Amerika
Serikat dan Tiongkok bantu Indonesia mengembangkan nuklir. Rencana ujicoba bom
atom malah membuat dunia kalangkabut.
PADA 15
November 1964, Direktur Pengadaan Senjata Angkatan Darat Brigjen Hartono
mengumumkan Indonesia akan mengujicoba bom atom pada 1969. Dia mengatakan
sekira 200 ilmuwan sedang bekerja memproduksi bom atom tersebut.
Menyusul
kemudian pada 24 Juli 1965 Presiden Sukarno mengumumkan, “Sudah kehendak Tuhan,
Indonesia akan segera memproduksi bom atomnya sendiri,” ujarnya sebagaimana
dikutip Robert M. Cornejo dalam “When Sukarno Sought the Bomb: Indonesian
Nuclear Aspirations in the Mid-1960s,” The Nonproliferation Review Vol.
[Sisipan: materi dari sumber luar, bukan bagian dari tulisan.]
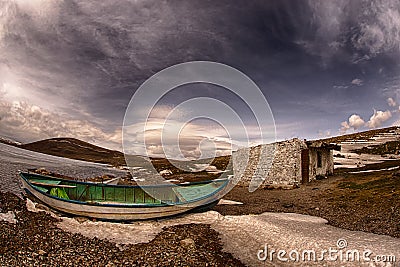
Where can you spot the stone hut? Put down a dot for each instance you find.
(293, 161)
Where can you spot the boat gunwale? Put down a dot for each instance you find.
(97, 204)
(127, 186)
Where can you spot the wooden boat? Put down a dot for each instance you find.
(120, 202)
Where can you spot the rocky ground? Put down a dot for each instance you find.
(35, 240)
(356, 199)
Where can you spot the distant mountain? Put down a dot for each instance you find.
(76, 149)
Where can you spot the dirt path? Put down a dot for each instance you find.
(366, 201)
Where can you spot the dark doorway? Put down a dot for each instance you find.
(305, 166)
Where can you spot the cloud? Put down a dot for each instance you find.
(366, 28)
(378, 118)
(391, 102)
(357, 82)
(345, 126)
(355, 122)
(174, 140)
(27, 122)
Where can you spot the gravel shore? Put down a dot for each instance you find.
(35, 240)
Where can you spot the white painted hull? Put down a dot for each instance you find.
(113, 212)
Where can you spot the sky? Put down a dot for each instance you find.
(70, 68)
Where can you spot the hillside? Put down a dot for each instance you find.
(76, 149)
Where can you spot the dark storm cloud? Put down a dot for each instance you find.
(314, 60)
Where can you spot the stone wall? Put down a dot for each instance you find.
(326, 167)
(286, 164)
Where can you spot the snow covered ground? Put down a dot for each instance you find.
(13, 160)
(354, 160)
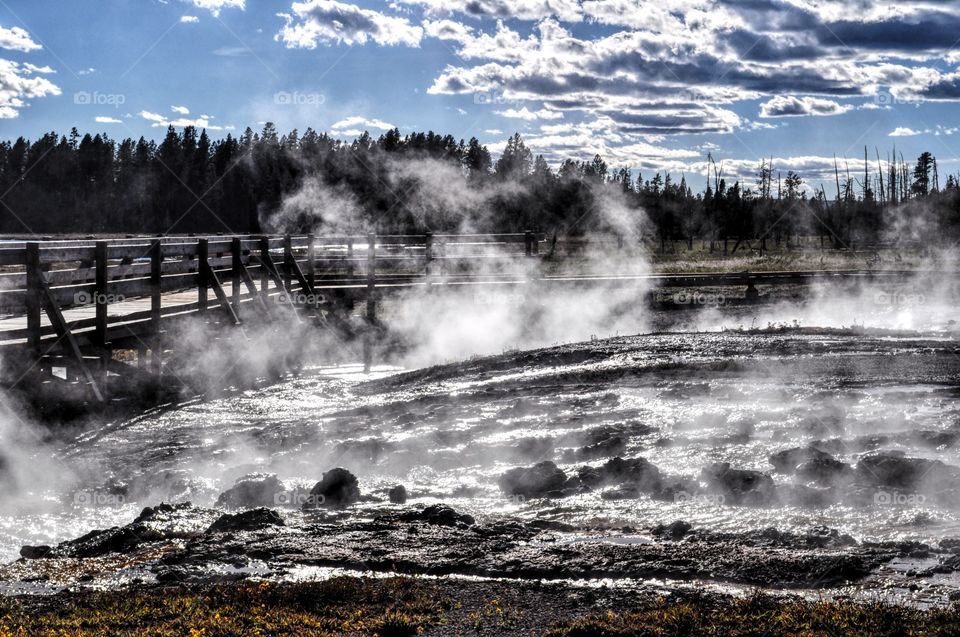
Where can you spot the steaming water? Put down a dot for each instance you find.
(680, 400)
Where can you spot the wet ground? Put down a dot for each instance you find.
(820, 461)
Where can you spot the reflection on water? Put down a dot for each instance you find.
(682, 401)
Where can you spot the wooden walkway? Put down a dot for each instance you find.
(80, 301)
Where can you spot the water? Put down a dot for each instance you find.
(680, 400)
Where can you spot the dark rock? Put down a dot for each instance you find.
(909, 474)
(256, 490)
(398, 494)
(440, 515)
(338, 488)
(825, 471)
(638, 472)
(551, 525)
(786, 461)
(741, 486)
(35, 552)
(674, 531)
(533, 482)
(252, 520)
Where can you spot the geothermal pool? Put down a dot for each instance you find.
(682, 401)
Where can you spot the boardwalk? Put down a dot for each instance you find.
(81, 301)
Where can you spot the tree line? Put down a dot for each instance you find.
(188, 183)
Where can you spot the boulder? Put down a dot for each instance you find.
(440, 515)
(398, 494)
(739, 486)
(251, 491)
(909, 474)
(534, 482)
(252, 520)
(824, 471)
(673, 531)
(337, 488)
(788, 460)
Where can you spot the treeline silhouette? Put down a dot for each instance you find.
(189, 183)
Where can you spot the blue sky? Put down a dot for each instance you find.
(647, 84)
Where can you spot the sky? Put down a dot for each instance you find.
(648, 85)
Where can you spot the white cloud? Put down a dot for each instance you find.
(903, 131)
(355, 123)
(17, 85)
(17, 39)
(43, 70)
(525, 113)
(215, 6)
(791, 106)
(327, 22)
(203, 121)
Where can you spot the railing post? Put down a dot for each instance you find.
(427, 253)
(100, 303)
(350, 258)
(33, 296)
(203, 254)
(287, 260)
(264, 259)
(311, 262)
(371, 300)
(236, 251)
(156, 273)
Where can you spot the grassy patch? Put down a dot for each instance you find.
(761, 616)
(342, 606)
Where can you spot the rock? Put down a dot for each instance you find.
(338, 488)
(398, 494)
(674, 531)
(534, 482)
(252, 520)
(740, 486)
(255, 490)
(441, 515)
(825, 471)
(909, 474)
(787, 461)
(638, 472)
(35, 552)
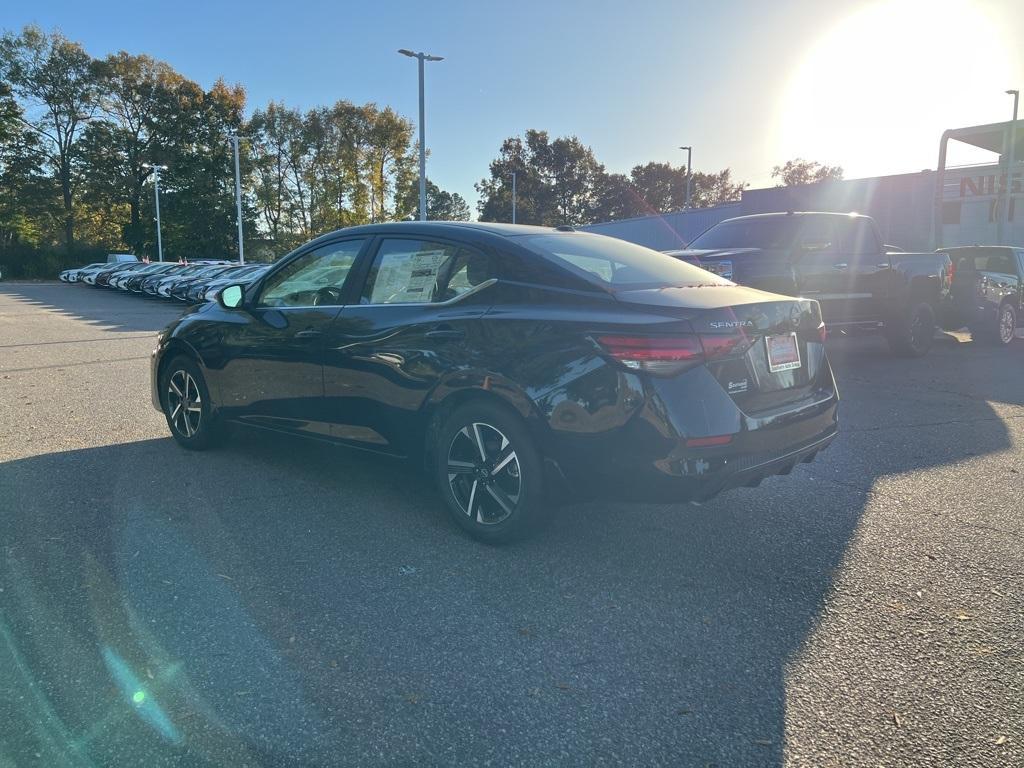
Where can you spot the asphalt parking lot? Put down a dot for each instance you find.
(278, 602)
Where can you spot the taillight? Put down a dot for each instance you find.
(656, 354)
(671, 354)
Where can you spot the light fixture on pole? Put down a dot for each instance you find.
(689, 173)
(156, 190)
(513, 197)
(235, 138)
(423, 145)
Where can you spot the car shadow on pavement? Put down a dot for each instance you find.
(281, 602)
(105, 308)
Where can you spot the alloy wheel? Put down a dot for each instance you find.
(483, 473)
(184, 403)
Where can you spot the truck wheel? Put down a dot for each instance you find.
(913, 334)
(1006, 330)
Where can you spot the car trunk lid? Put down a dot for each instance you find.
(764, 349)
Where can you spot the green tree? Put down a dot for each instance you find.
(660, 185)
(441, 205)
(557, 182)
(29, 203)
(198, 192)
(715, 188)
(55, 80)
(800, 171)
(135, 94)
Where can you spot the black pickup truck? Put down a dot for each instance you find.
(988, 291)
(838, 259)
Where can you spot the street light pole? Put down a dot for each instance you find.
(156, 190)
(238, 195)
(1013, 146)
(421, 57)
(689, 173)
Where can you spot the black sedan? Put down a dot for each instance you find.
(512, 361)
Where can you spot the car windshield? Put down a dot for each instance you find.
(769, 232)
(613, 263)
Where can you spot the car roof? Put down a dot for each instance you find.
(439, 229)
(785, 214)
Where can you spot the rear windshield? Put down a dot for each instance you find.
(610, 262)
(773, 232)
(982, 259)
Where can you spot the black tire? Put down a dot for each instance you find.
(495, 498)
(180, 383)
(1006, 326)
(913, 334)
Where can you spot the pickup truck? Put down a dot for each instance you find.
(838, 259)
(988, 291)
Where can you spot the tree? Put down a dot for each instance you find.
(557, 182)
(55, 80)
(28, 199)
(441, 205)
(134, 94)
(715, 188)
(660, 186)
(800, 171)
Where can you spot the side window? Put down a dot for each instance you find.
(861, 239)
(467, 270)
(818, 236)
(1000, 262)
(408, 271)
(314, 279)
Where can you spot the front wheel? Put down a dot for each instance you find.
(187, 407)
(913, 334)
(488, 472)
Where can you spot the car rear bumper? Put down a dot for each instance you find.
(646, 460)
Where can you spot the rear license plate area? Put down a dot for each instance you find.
(783, 352)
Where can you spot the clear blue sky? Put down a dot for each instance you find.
(749, 84)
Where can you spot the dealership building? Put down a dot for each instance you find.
(964, 205)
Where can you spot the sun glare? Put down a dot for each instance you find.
(875, 92)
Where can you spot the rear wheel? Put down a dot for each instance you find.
(913, 334)
(1006, 330)
(187, 407)
(488, 472)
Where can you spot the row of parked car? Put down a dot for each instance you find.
(193, 283)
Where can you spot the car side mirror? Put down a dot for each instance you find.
(231, 297)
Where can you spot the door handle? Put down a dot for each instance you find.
(444, 331)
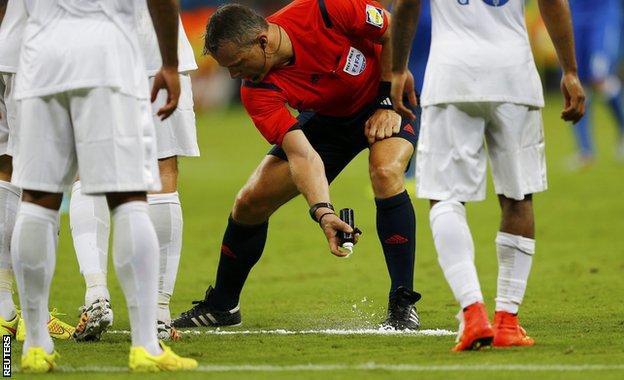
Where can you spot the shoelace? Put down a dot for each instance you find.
(194, 309)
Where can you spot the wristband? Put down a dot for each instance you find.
(317, 206)
(325, 214)
(383, 96)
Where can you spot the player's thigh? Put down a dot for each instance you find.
(176, 135)
(451, 158)
(387, 162)
(515, 140)
(46, 156)
(4, 125)
(115, 141)
(268, 188)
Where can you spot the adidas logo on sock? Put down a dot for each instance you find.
(396, 239)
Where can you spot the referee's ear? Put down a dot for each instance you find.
(264, 41)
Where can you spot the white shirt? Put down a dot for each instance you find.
(11, 33)
(149, 44)
(480, 52)
(72, 44)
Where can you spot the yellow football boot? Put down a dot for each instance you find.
(142, 361)
(57, 328)
(9, 327)
(36, 360)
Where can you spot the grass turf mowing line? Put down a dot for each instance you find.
(429, 332)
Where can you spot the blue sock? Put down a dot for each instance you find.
(396, 227)
(241, 249)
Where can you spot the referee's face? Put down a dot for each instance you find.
(245, 62)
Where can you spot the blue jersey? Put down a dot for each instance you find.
(597, 30)
(593, 12)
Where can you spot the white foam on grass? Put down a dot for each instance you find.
(430, 332)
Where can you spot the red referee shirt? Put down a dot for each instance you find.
(336, 69)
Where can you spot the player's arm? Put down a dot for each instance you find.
(308, 174)
(558, 21)
(405, 15)
(385, 121)
(165, 15)
(266, 106)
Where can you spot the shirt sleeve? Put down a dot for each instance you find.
(267, 108)
(359, 18)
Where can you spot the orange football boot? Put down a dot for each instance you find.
(475, 330)
(508, 332)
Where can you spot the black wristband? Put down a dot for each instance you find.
(325, 214)
(383, 96)
(317, 206)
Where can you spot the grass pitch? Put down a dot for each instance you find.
(573, 306)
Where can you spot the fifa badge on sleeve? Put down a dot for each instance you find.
(374, 16)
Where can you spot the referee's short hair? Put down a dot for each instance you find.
(233, 22)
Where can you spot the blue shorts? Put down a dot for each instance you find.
(339, 139)
(597, 47)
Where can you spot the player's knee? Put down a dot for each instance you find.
(250, 207)
(386, 177)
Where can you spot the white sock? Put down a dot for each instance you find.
(9, 201)
(33, 250)
(453, 242)
(89, 220)
(135, 254)
(515, 255)
(166, 214)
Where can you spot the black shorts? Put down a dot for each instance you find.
(339, 139)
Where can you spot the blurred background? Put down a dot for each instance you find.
(598, 30)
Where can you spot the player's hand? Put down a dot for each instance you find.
(331, 224)
(403, 84)
(383, 124)
(169, 79)
(574, 95)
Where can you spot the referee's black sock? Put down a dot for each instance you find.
(396, 227)
(241, 249)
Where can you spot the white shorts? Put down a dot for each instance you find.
(451, 158)
(177, 135)
(104, 136)
(8, 114)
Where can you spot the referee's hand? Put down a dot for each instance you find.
(403, 84)
(574, 96)
(331, 224)
(169, 79)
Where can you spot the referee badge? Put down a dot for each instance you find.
(374, 16)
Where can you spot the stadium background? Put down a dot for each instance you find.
(573, 305)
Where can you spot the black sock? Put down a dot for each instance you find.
(241, 249)
(396, 227)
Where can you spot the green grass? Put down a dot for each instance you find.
(573, 306)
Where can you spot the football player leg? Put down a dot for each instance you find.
(269, 187)
(396, 227)
(516, 149)
(165, 212)
(89, 219)
(515, 247)
(448, 183)
(9, 201)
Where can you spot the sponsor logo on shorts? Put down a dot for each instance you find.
(374, 16)
(356, 62)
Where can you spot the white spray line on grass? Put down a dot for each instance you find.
(376, 366)
(431, 332)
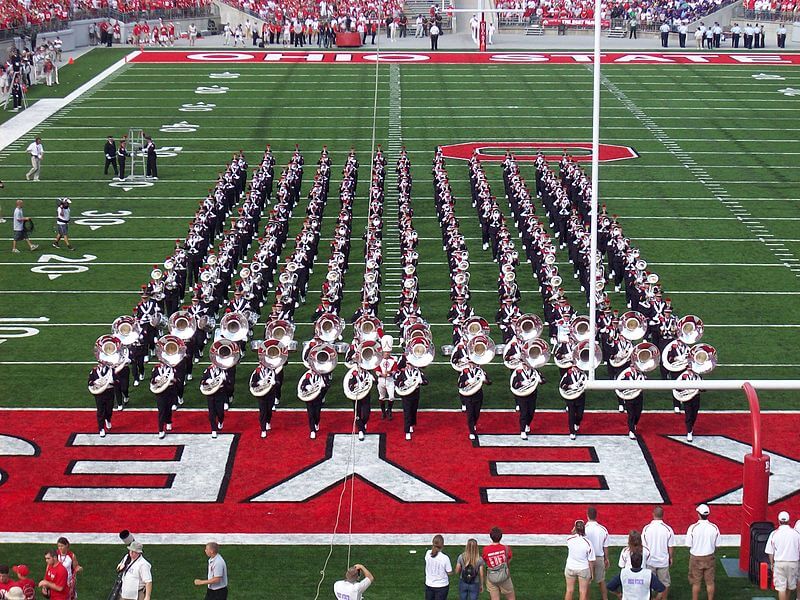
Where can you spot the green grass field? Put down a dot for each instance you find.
(720, 231)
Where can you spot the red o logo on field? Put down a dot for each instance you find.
(526, 151)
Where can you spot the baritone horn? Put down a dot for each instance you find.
(481, 349)
(171, 350)
(126, 329)
(420, 352)
(182, 324)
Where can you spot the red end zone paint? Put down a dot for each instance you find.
(54, 470)
(581, 151)
(528, 58)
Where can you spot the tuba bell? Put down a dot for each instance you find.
(224, 353)
(646, 357)
(633, 325)
(322, 358)
(234, 327)
(536, 353)
(690, 329)
(688, 394)
(420, 351)
(480, 349)
(109, 350)
(630, 374)
(702, 358)
(528, 327)
(329, 327)
(171, 350)
(272, 354)
(126, 329)
(182, 324)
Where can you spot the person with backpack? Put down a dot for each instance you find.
(471, 571)
(497, 556)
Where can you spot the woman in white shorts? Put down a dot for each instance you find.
(580, 562)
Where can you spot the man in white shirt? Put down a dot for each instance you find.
(659, 539)
(783, 549)
(702, 539)
(36, 150)
(598, 537)
(136, 574)
(438, 569)
(350, 588)
(217, 580)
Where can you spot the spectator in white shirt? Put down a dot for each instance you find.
(352, 587)
(702, 539)
(438, 569)
(598, 536)
(660, 541)
(580, 562)
(783, 549)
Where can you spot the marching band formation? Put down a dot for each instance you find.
(646, 337)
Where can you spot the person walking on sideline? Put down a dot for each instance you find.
(438, 569)
(217, 580)
(352, 587)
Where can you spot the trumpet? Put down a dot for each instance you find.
(182, 324)
(126, 329)
(633, 325)
(645, 357)
(690, 329)
(224, 354)
(272, 354)
(329, 327)
(420, 351)
(528, 327)
(171, 350)
(235, 327)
7 tahun 2000. Bagi Sukarno, bom atom ditujukan untuk “menjaga kedaulatan dan
menjaga tanah air.”
Publik
internasional terhenyak. Negara-negara Barat dan sekutunya khawatir dan protes.
Menteri Pertahanan Australia Shane Paltridge mengatakan, pernyataan Hartono tak
boleh disepelekan. Wakil PM Malaysia Tun Abdul Razak, yang merasa sangat
terancam, memerintahkan penyelidikan serius upaya Indonesia itu. AS gerah
dengan ulah Indonesia itu, dan diplomat-diplomatnya di Jakarta mulai
menyelidiki.
AS mendapat
kesimpulan, kemampuan nuklir Indonesia belum mencukupi untuk memproduksi bom.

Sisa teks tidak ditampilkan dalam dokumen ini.